UK Watchdog Warns of Price Fixing Among Money Transfer Firms

The U.K.’s consumer watchdog has accused three money transfer firms of price fixing.

The Financial Conduct Authority (FCA) alleged in a Wednesday (Jan. 25) news release that Dollar EastHafiz Bros Travel & Money Transfer, and Small World Services fixed prices charged to Glasgow customers who wanted to send money to Pakistan.

As a result, the agency said, those consumers might have been overcharged, though it is unclear if any laws were broken. 

PYMNTS has contacted Dollar East and Hafiz Brothers for comment but has not yet received a reply.

A spokesperson for Small World told PYMNTS the company acknowledged the FCA’s statement.

“The Statement refers to the FCA’s provisional findings in respect of an alleged infringement of competition law by our subsidiary LCC Trans Sending Limited, in Glasgow, over a three-and-a-half month period, during 2017, on a single service corridor,” the spokesperson said.

They added that LCC and Small World “take these matters very seriously and will continue to engage with the FCA in an open and cooperative manner. We will respond accordingly to the FCA’s provisional findings. We have no further comments at this time.”

“It is the FCA’s view that, for a period in 2017, the three firms coordinated on the exchange rate offered to consumers for converting U.K. Pounds into Pakistan Rupees in transferring money to Pakistan,” the authority said in its press release.

It added that the companies “fixed the level of a flat rate transaction fee charged to consumers when making money transfers from the U.K. to Pakistan via Small World’s services.” 

The FCA said its findings are “provisional” and may not lead to further enforcement, and were issued to notify the company the authority thinks they have infringed on competition law.

The authority’s findings come a little more than three months after the U.S. Consumer Financial Protection Bureau (CFPB) announced a $950,000 penalty against Choice Money Transfer, which merged with Small World in 2011. 

As PYMNTS reported, the CFPB said the company failed to accurately share crucial prepayment information with remittance senders, including transfer fees, current exchange rates, and the date the recipient would get their funds.

Choice Money told PYMNTS that it had “acted swiftly and thoroughly addressed the findings identified by the CFPB.”

The CFPB has been stepping up its oversight of companies that currently provide money transfer services.

It’s a massive market, with remittances to low-and-middle-income countries totaling $626 billion last year, according to the World Bank. The U.S. is the world’s largest “sending” country, with $72 billion moving overseas.

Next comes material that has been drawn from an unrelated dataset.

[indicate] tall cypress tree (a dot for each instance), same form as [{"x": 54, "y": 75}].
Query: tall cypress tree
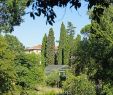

The CFPB is considering restrictions on the fees charged on each transaction as workers and families send money to one another across the globe. The bureau is also examining the differences among money transfer companies over disclosure of exchange rates and fees — and whether those fees comply with the agency’s remittance rules.

“With a focus on fees,” PYMNTS wrote last week, the CFPB “may reshape cross-border payments, specifically the hundreds of billions of dollars in remittances that are sent overseas.”